The Soviet Union went back and forth on marriage questions. The USSR in the twenties went to great lengths to legitimize the common-law marriages which had been common under Tsarism, to liberalize divorce laws, and to ensure that women had equal legal rights in marriage on every level. This caused much outcry in the West over how the filthy Bolshies were undermining man's "natural and God-given headship" over women in the marital relationship. Later on, though, with the approach of WWII, laws were tightened to encourage larger families, with tax incentives offered for families with children, and abortion was banned. This changed again during the Khruschev era and after with a return for the most part to the more liberalized position of the twenties.

It does often fascinate me how it was often the Soviets, who I grew up with being demonised during the Cold War era, who were more advanced in terms of gender equality.

In general, it serems that Orwell's portrayal of the situation in Oceania owes much more to the Nazis and to the eugenics movement than to the Soviets.
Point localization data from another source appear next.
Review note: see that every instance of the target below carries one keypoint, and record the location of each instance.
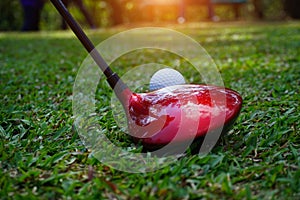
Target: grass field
(42, 156)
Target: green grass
(42, 156)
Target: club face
(181, 113)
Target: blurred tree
(292, 8)
(80, 5)
(117, 11)
(10, 15)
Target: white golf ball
(164, 78)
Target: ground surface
(42, 156)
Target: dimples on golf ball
(164, 78)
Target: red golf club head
(173, 114)
(180, 113)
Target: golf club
(176, 113)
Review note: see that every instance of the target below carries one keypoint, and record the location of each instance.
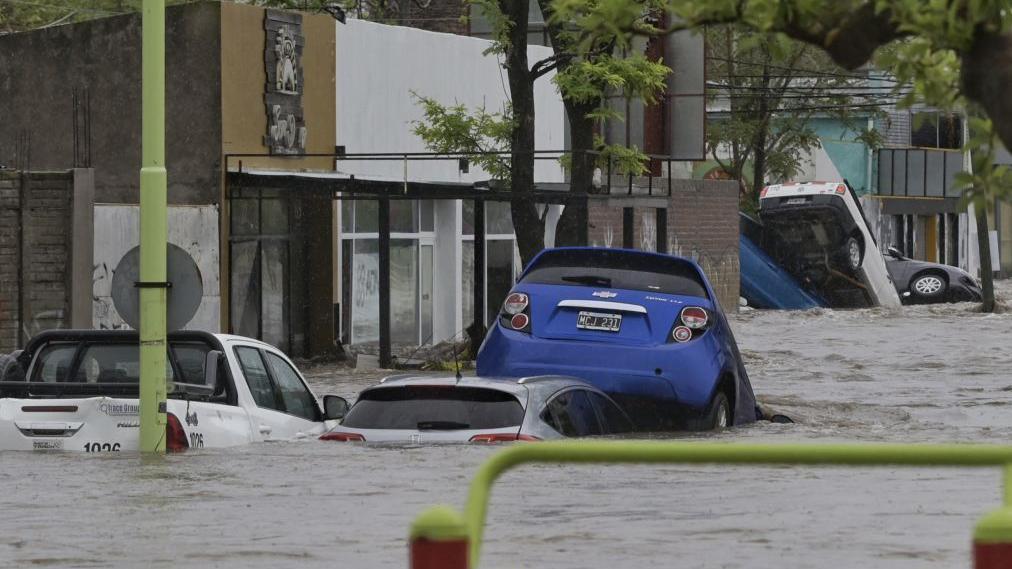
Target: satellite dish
(183, 296)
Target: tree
(24, 16)
(584, 78)
(774, 87)
(949, 53)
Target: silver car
(446, 409)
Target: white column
(446, 253)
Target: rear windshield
(434, 407)
(114, 362)
(616, 269)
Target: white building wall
(380, 66)
(117, 230)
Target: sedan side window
(572, 414)
(258, 380)
(613, 420)
(298, 400)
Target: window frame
(564, 391)
(274, 384)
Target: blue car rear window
(616, 269)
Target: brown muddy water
(923, 374)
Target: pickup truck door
(279, 403)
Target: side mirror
(334, 407)
(211, 377)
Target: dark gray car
(446, 409)
(923, 281)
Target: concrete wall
(702, 225)
(41, 68)
(45, 220)
(378, 67)
(193, 228)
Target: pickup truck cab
(79, 392)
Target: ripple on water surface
(923, 374)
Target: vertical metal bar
(386, 358)
(628, 227)
(479, 278)
(153, 229)
(1007, 472)
(21, 205)
(662, 230)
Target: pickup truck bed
(80, 392)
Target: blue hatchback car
(646, 328)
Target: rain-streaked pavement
(924, 374)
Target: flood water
(923, 374)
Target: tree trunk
(759, 146)
(987, 272)
(527, 224)
(573, 225)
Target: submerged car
(923, 281)
(79, 391)
(646, 328)
(817, 232)
(440, 409)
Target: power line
(814, 72)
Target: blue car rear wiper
(589, 279)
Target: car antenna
(456, 363)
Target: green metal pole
(153, 229)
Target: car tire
(854, 252)
(928, 287)
(719, 415)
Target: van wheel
(719, 416)
(852, 249)
(928, 286)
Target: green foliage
(498, 23)
(633, 76)
(23, 15)
(775, 87)
(987, 181)
(925, 44)
(452, 130)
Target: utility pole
(153, 286)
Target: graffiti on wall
(283, 93)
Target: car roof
(514, 386)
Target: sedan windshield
(617, 269)
(435, 408)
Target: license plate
(599, 321)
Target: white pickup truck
(77, 390)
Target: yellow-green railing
(441, 522)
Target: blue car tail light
(692, 322)
(516, 313)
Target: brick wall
(702, 225)
(35, 249)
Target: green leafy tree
(774, 88)
(951, 54)
(24, 15)
(585, 76)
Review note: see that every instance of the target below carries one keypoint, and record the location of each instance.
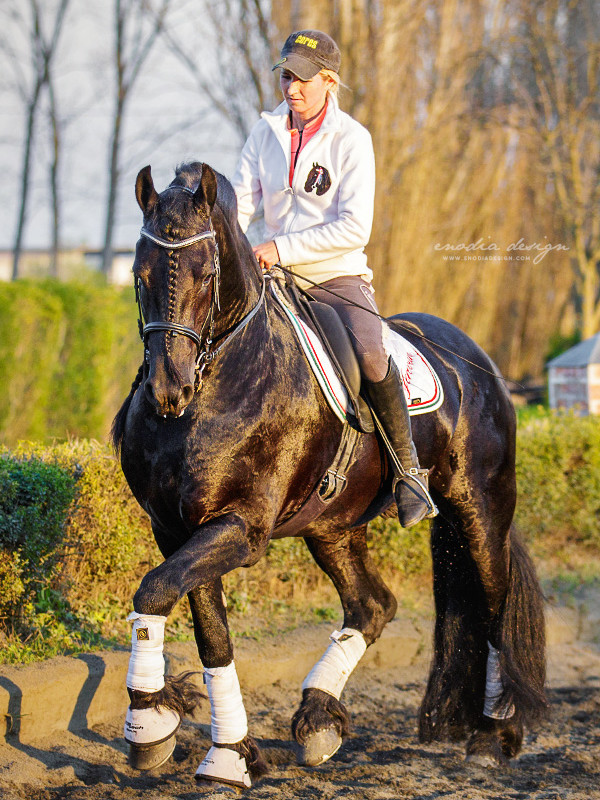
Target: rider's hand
(266, 254)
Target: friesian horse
(225, 434)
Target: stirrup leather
(421, 477)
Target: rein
(204, 352)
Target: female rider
(314, 169)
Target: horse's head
(176, 272)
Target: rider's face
(304, 98)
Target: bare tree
(30, 81)
(137, 27)
(232, 67)
(556, 80)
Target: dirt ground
(381, 759)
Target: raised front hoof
(495, 743)
(151, 756)
(318, 747)
(225, 767)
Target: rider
(314, 169)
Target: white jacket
(321, 236)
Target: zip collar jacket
(320, 223)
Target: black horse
(225, 434)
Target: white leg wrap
(225, 766)
(228, 721)
(332, 671)
(494, 688)
(150, 725)
(146, 671)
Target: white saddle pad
(422, 387)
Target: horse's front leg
(321, 721)
(157, 706)
(234, 757)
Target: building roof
(584, 353)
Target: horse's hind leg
(321, 721)
(233, 750)
(487, 674)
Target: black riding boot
(410, 489)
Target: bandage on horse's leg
(321, 721)
(237, 761)
(156, 704)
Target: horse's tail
(522, 638)
(117, 430)
(453, 702)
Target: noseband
(204, 353)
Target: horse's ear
(144, 190)
(207, 189)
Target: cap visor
(302, 67)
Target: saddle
(333, 335)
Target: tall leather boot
(410, 484)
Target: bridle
(204, 353)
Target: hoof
(151, 756)
(319, 747)
(226, 767)
(486, 760)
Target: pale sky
(165, 125)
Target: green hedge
(74, 543)
(68, 354)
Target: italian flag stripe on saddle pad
(422, 386)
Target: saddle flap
(336, 340)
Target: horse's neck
(241, 282)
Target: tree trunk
(113, 184)
(27, 149)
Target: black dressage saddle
(326, 323)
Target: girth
(329, 489)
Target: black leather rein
(204, 353)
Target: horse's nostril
(187, 393)
(149, 392)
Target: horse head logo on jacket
(318, 179)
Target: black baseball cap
(307, 52)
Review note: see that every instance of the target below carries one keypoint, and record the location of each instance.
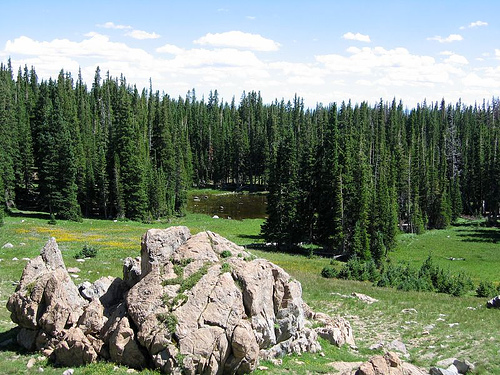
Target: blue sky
(324, 51)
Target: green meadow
(432, 326)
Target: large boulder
(191, 304)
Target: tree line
(344, 176)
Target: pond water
(236, 206)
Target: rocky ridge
(190, 303)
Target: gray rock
(190, 303)
(398, 346)
(452, 370)
(158, 245)
(131, 271)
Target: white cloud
(111, 25)
(359, 37)
(450, 38)
(170, 48)
(238, 39)
(394, 67)
(357, 73)
(141, 35)
(474, 25)
(456, 59)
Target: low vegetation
(433, 326)
(429, 277)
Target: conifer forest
(345, 176)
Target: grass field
(429, 330)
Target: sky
(323, 51)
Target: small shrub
(225, 254)
(88, 251)
(52, 220)
(329, 272)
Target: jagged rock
(27, 338)
(74, 349)
(336, 330)
(131, 271)
(46, 297)
(123, 349)
(109, 290)
(192, 304)
(493, 303)
(158, 245)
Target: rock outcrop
(190, 303)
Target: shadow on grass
(30, 214)
(251, 236)
(481, 235)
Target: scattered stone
(440, 371)
(31, 363)
(364, 298)
(493, 303)
(345, 367)
(409, 311)
(398, 346)
(387, 364)
(377, 346)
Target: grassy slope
(474, 338)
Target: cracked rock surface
(191, 303)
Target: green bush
(88, 251)
(52, 220)
(329, 272)
(486, 289)
(428, 277)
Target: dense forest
(344, 176)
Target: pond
(226, 205)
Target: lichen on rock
(192, 303)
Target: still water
(236, 206)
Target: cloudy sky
(324, 51)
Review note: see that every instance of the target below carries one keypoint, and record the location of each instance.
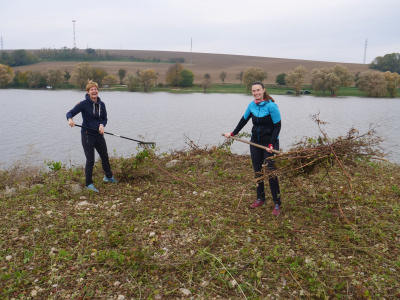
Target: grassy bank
(186, 230)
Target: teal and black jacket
(266, 122)
(93, 114)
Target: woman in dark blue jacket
(94, 115)
(266, 120)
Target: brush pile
(310, 155)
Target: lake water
(34, 122)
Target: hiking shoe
(277, 210)
(112, 179)
(258, 203)
(91, 187)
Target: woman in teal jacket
(266, 120)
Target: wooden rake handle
(253, 144)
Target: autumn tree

And Huxley went even further with his society -- reproduction in his Fordist society was entirely a matter for science, with babies mass-produced in bottles in laboratories, bred to specific genetic standards for specific purposes.

Possibly reflective of the difference between, in that specific period, Hitler and Stalin. Whereas Hitler was all about building the Aryan Superman and trying to reach the pinnacle of racial superiority, Stalin seems often to have regarded his own people as almost disposable: in part, the willingness to just throw men at the vastly better-equipped Nazis seems to have played a significant role in the crucial role the USSR played in defeasting Nazi Germany.